Awards show sustainable seafood is achievable
Winners of the 2023 awards were announced at Parliament in Wellington on 6 June.
Fishers, marine farmers, kaitiaki/tiaki, and researchers from around the country were among the award recipients.
Operational Innovator Award Winner: Dom Talijancich
Nelson fisherman and businessman Dom Talijancich believes strongly in innovation and technology and has just about every sensor possible installed on his fishing boat. To enable more selective fishing, he established his company Advanced Conservation Solutions (ACS), and developed 'DeepSet' – a camera with machine learning algorithms that identifies fish species entering a trawl net in real time. After months of research, development, and trialling, ACS now has a system that is delivering exciting results.
Market Innovator Award Winner: Premium Seas Limited
Premium Seas is a champion of New Zealand seaweeds and premium seaweed products. Harvesting Undaria pinnatifida from local Coromandel waters, it has developed innovative solutions to process seaweed for food. Premium Seas is passionate about the environmental, economic, and social benefits to be realised from the emerging seaweed farming sector.
Using expertise from Japan and a highly engaged network of chefs, it has collaborated with local butchers to produce an award-winning pork and wakame sausage, and also with Coromandel Pies, who now produce a premium mussel and wakame pie.
Future Leader Award Winner: Sarah Bynevelt
Site manager, Sarah Bynevelt, has transformed the remote Bluff Sanford fish processing facility from a traditionally effective unit to a high-performing hub of innovative practices that are often implemented company-wide. She's been hugely focused on reducing plastic, using every part of every fish so nothing goes to waste, and inspiring her team and community to make sustainability a priority. Sarah led Sanford's salmon division to recycle or repurpose over 1,300 tonnes of waste materials in 2022. That's 82.8% of waste diverted away from landfill.
Ocean Guardian Award Winner: Scott and Sue Tindale, Tindale Marine Research Charitable Trust
Scott and Sue Tindale from the Tindale Marine Research Charitable Trust have spent a lifetime encouraging the public to take notice of their impact on the ocean environment. They have developed methods to reduce fish and seabird mortality by raising public awareness of the detritus polluting our marine environment and washing up on our beaches. They have developed a fish tagging program that targets inshore fisheries. Already this program has well over 1,000 participants and provides valuable information for monitoring fish stocks.

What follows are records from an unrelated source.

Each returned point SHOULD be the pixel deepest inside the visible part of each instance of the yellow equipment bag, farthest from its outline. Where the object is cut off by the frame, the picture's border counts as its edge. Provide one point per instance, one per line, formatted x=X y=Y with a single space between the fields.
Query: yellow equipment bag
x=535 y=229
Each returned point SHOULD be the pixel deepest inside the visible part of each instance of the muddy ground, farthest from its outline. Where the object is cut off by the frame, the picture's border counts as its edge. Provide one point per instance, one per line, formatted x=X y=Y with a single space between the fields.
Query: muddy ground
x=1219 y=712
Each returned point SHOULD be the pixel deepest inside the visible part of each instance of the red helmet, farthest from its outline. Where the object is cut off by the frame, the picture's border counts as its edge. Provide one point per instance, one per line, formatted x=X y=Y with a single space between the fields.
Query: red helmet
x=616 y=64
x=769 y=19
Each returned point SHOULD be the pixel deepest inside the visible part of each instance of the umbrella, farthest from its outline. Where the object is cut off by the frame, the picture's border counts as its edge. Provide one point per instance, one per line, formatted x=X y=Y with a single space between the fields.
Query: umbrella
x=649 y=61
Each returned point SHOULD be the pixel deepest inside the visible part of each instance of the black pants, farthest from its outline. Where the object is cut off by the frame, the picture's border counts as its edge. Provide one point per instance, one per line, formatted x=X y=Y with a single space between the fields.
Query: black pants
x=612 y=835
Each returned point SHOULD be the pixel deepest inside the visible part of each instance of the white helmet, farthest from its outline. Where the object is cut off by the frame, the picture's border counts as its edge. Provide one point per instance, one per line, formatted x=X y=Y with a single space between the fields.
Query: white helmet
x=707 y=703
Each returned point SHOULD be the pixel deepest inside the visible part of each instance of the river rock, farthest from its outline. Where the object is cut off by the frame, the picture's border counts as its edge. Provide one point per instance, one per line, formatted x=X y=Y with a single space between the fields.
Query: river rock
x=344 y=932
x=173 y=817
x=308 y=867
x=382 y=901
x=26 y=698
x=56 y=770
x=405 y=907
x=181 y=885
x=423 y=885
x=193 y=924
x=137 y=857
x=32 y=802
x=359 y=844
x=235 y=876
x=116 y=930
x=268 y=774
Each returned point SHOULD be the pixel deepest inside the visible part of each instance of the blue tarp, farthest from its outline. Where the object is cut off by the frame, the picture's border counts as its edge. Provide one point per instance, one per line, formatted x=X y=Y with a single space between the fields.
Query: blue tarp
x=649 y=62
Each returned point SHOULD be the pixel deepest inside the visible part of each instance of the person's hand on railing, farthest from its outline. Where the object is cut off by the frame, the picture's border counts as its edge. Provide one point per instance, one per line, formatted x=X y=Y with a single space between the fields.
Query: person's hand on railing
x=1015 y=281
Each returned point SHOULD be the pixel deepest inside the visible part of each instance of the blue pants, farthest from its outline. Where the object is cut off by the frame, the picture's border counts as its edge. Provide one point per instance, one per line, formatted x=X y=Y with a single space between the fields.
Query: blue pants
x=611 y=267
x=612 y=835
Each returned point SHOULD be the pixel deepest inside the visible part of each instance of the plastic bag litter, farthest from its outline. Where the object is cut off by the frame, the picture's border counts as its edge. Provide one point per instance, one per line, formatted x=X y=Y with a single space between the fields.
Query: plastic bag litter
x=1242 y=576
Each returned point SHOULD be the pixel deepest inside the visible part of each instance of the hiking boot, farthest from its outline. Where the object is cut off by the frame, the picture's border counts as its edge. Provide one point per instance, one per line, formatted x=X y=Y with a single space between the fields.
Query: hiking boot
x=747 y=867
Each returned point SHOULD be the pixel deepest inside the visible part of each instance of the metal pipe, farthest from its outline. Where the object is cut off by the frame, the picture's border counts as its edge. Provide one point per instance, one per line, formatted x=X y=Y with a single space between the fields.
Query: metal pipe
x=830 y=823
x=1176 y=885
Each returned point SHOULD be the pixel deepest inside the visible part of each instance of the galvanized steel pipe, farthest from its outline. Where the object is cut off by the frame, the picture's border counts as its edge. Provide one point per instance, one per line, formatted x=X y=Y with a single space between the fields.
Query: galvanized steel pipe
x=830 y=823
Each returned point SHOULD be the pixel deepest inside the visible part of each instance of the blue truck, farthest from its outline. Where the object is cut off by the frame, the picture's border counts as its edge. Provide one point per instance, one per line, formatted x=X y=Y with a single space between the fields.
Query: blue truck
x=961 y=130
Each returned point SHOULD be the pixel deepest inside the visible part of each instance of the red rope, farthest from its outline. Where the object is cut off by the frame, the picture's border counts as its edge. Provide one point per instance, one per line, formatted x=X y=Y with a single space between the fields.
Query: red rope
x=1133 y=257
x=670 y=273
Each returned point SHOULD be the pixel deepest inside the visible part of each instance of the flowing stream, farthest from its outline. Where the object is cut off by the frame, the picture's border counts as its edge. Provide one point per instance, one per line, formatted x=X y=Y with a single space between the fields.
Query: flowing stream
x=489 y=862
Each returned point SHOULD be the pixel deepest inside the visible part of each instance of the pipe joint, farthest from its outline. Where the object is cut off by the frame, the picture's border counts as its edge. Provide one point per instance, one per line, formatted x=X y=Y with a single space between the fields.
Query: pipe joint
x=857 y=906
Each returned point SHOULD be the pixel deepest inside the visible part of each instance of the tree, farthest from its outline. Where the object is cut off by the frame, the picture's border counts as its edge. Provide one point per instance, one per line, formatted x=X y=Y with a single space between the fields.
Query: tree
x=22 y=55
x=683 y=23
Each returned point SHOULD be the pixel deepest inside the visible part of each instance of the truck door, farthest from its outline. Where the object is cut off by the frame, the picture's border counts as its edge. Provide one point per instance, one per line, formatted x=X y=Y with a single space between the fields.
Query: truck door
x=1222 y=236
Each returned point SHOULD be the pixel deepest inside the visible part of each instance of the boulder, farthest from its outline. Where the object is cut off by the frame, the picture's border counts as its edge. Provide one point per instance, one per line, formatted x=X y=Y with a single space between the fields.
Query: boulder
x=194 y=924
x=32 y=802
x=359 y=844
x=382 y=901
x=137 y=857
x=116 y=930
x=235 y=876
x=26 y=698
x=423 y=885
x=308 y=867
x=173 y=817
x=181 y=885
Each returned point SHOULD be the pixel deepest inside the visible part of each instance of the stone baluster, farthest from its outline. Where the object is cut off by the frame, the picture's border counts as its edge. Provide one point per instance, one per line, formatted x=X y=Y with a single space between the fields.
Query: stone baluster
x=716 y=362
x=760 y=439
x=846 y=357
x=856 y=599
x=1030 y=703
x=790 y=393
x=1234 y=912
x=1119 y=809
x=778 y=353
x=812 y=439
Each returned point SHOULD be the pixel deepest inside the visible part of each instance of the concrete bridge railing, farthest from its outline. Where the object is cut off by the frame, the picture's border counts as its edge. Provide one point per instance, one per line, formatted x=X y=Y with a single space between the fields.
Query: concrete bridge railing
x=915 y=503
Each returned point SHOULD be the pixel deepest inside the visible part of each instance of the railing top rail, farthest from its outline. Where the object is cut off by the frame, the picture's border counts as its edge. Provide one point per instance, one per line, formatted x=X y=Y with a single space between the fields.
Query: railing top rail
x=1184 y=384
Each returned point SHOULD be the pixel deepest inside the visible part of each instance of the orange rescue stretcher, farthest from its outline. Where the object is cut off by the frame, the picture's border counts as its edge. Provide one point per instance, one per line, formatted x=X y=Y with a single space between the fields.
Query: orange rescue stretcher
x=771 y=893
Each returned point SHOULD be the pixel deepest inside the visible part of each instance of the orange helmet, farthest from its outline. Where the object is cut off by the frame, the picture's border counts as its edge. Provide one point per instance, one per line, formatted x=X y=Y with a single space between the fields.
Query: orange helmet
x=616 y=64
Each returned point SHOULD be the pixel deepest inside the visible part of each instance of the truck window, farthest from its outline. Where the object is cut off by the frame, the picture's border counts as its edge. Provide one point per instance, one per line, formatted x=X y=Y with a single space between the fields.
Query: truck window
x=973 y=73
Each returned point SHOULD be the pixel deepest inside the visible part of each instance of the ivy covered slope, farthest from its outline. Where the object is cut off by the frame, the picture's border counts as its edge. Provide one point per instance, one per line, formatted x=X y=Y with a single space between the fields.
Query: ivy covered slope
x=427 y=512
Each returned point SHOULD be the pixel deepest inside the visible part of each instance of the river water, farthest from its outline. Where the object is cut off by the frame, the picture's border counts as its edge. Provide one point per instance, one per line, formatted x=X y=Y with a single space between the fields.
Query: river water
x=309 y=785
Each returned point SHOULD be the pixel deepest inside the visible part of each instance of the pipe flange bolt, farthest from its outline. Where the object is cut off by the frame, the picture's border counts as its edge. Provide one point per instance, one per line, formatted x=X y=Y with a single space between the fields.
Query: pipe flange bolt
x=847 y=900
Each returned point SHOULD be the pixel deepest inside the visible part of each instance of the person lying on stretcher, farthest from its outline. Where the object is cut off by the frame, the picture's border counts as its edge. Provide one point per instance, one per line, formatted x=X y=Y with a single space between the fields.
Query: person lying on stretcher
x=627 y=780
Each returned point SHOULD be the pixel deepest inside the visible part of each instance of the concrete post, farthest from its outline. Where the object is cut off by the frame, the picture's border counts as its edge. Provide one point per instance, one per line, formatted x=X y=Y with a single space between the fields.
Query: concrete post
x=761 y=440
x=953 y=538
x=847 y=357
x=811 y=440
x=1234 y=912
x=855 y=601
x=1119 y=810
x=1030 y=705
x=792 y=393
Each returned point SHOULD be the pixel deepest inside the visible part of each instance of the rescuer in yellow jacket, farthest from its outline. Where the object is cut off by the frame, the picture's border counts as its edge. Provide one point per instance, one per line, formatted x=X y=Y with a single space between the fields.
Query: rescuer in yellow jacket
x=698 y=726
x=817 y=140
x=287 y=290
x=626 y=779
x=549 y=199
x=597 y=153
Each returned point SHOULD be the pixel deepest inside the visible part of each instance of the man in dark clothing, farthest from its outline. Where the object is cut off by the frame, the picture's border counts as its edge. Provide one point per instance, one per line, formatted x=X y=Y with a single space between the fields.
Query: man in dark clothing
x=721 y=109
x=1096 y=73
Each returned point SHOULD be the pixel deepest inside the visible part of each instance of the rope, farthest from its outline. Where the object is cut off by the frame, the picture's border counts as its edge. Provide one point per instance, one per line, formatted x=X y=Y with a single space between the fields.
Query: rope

Tangata Kaitiaki/Tiaki Award Winner: Mai-Paritu-tae-atu-ki-Turakirae Fisheries Forum
The Mai-Paritu-tae-atu-ki-Turakirae Fisheries Forum is a voluntary collective of Māori tāngata kaitiaki, mana whenua and mana moana geographically spread along the east coast of the North Island, from Tūranga in the north to Wairarapa in the south. It has developed Ngā-Huruhuru-Waitai-o-Tangaroa, a 2 to 3 year intervention plan of wānanga, training, relationship building, and practical work to enable sustainable fish stocks in the customary, recreational, and commercial sectors, as well as the improved wellbeing of the communities involved.
Supreme Sustainability Award Winners: Scott and Sue Tindale, Tindale Marine Research Charitable Trust
The judging panel selected Scott and Sue Tindale from Tindale Marine Research Charitable Trust for their ongoing contribution to educating the public and raising awareness about the sustainability of our oceans and fisheries. They are well known across the recreational fishing sector. Not only are they very successful and internationally renowned anglers themselves but they have worked tirelessly to increase public participation and interest in the health of our oceans.
Through their charitable research trust, they have developed a successful fish tagging program which has tagged thousands of fish and provided valuable information used for monitoring fish stocks. Fisheries New Zealand supports this programme and is looking for ways to incorporate this data into its fisheries management system.
Minister for Oceans and Fisheries Award Winner: Pāua Industry Council (Jeremy Cooper and Storm Stanley)
For over 40 years, the Pāua Industry Council has made substantial and meaningful contributions to the pāua industry that has seen the fishery flourish in the face of some enormous challenges.
Implementing electronic monitoring and data logging well before legislated requirements, reseeding of pāua following the 2016 Kaikōura earthquake, and translocation projects to assess the benefits of moving slow growing pāua to areas known for being productive – are a few examples of their achievements.
They are champions of fisheries plans that have been used to create sound management of pāua resources. Importantly, these are collaborative and seek buy-in from industry and the broader community.